Федор не сразу почуял неладное, а когда все же прочитал в чужих глазах искреннюю ненависть, то стремглав выбежал из зловонной хаты. Когда призрачные солнечные лучи выхватили его из мрака, то на нем уже не было никакого лица. Бескровное и оттого белоснежное, как сахар, оно больше напоминало маску, нежели лицо человека. Делась куда-то и вся живость, и даже пропали тонкие эмоции и движения, которыми обычно полнились лицевые мускулы и уголочки рта. Страх сравнял весь лик в одну изможденную пустыню и выел ложкой всю краснощекую радость, утопил глаза в череп и оставил в них отблески сибирского ужаса. Теперь в ласковых интеллигентских зрачках Хвостова во множестве мелькали убогие и одновременно загадочные глаза жителей Волчьей пади, которые словно бы что-то знали, а выразить словами эту страшную тайну не смели.

Местные жители сошли с ума — это было ясно, как день.

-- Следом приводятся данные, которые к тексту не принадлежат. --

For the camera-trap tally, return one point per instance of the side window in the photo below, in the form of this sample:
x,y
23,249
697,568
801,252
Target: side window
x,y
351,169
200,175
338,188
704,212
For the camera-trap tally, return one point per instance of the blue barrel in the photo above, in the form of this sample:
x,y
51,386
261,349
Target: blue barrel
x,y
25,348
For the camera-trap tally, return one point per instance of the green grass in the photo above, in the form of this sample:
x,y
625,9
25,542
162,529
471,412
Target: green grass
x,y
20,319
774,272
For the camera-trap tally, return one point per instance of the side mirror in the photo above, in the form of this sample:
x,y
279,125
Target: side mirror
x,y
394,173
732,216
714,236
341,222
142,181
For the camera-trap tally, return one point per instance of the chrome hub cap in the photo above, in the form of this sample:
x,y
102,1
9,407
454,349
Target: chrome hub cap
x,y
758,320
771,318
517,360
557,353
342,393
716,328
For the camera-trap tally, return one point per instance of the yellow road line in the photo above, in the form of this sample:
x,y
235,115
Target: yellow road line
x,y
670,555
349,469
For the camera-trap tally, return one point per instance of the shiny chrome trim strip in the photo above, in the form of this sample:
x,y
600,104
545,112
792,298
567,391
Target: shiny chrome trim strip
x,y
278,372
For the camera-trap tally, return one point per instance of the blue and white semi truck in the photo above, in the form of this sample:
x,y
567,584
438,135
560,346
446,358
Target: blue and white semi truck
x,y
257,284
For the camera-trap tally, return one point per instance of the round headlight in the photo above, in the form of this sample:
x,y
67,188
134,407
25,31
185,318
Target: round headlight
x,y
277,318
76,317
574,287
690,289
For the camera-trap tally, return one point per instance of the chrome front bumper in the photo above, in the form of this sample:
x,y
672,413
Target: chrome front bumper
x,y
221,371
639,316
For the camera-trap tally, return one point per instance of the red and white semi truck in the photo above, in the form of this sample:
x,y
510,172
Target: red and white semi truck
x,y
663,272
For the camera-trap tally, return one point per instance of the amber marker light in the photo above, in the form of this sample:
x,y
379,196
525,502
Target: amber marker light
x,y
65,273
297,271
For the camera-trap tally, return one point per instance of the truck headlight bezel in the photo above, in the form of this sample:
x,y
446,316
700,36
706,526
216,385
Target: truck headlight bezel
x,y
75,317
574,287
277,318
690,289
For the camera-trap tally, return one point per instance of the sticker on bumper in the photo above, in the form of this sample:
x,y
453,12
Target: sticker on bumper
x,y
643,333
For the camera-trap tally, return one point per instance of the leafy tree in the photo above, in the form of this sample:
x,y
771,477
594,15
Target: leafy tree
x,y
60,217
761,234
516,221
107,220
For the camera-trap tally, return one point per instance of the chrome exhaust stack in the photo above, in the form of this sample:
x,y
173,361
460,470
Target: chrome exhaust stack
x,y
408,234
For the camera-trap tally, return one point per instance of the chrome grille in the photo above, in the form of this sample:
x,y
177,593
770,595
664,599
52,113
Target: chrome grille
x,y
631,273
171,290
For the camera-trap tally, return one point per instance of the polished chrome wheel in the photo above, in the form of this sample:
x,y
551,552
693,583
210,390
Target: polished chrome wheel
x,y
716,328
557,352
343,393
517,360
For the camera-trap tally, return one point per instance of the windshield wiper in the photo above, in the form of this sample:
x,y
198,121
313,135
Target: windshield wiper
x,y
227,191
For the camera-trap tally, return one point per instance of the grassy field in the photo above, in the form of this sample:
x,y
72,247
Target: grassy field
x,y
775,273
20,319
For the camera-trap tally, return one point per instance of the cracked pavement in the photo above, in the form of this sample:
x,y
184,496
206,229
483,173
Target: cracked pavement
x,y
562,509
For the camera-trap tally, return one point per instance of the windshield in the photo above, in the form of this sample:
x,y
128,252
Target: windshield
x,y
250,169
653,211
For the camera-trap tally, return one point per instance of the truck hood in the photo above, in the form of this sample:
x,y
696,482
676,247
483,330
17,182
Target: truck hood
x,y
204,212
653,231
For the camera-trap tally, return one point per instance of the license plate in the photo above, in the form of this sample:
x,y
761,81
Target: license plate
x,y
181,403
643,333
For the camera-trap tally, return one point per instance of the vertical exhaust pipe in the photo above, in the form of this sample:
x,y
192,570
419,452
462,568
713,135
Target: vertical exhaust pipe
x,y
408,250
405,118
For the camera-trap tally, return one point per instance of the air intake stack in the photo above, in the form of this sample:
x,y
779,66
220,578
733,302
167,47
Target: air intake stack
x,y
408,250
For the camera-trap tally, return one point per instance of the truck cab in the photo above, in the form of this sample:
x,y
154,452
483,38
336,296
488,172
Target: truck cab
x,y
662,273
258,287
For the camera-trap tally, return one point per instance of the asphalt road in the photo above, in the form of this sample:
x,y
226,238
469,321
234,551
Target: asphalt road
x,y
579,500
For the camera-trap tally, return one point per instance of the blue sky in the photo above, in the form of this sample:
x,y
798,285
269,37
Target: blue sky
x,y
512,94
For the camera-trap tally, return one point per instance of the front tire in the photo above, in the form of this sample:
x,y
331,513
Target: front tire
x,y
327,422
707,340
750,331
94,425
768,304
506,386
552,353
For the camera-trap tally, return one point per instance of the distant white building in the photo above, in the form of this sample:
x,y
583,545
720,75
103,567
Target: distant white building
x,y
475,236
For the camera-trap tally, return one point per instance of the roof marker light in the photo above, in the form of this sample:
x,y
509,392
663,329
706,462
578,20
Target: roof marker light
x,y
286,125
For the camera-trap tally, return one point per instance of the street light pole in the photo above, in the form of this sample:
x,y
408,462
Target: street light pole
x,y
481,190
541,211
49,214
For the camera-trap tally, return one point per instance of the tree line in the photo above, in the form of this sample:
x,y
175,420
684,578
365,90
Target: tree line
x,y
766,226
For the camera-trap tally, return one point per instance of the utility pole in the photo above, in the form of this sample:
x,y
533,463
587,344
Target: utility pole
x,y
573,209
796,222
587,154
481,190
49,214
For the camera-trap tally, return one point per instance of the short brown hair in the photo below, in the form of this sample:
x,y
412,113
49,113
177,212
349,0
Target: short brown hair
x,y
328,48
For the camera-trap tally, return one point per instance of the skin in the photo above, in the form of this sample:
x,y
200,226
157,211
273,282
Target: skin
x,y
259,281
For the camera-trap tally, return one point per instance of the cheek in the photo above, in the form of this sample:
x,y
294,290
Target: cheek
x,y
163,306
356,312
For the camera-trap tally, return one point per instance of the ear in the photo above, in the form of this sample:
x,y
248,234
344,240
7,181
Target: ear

И как Федя мог того не заметить, когда собственными зенками наблюдал, как извращаются крамольные взгляды местных, стоит им коснуться лазуревых верхушек сосен в зыбкой дали, и как эти же тонкие призрачные люди все больше начинают походить на зверей, стоит им отойти от человечьего жилья и углубиться в таежный сумрак.

Теперь Федору думалось, что там, в этих потемках, сотканные из глины деревенские жители под мановениями неведомых рук не только обращались в уродливых аллегоричных зверей, но и медленно растворялись в путанных лесных травах. Наверное, крестьяне тогда становились спокойными и невзрачными, как болотная стоячая вода. А, может быть, в пучине желтой говорливой муравы они обнимали смолистые острые сосенки и вместе с ними бесцельно качались под тяготами ветра из стороны в сторону, поскрипывая немощными костями и завывая народные песни. Но одно было известно точно — когда эти люди полностью отрекались от человеческого облика и зарывались телами в пахучую рыжую землю, то заводили страшную заунывную песню похожую на адский непрекращающийся стон. И в этом стоне, который Феде теперь тоже был слышен, он ощущал тысячи молящих голосов, что бесконечно просили всевышнего избавить их от страданий, но божественный отец был нем, а все новые и новые страдания да ненавистная небесная тишина приносили людям столько греха и боли, что они уж не просто стонали, а ревели надрывно, по-медвежьи, пока вконец не срывали голоса, но даже сорвавши их и погрузившись в омут нескончаемого мучения, продолжали трещать дряблыми голосовыми связками, продолжали ворочать ослепшими от слез глазами, продолжали молитвенно взмахивать руками. Лишь те, которые уже не надеялись получить ответа, теперь хохотали, и было этого смеха обреченных так много, что за ним более даже не слышалось громких и наивных детских плачей.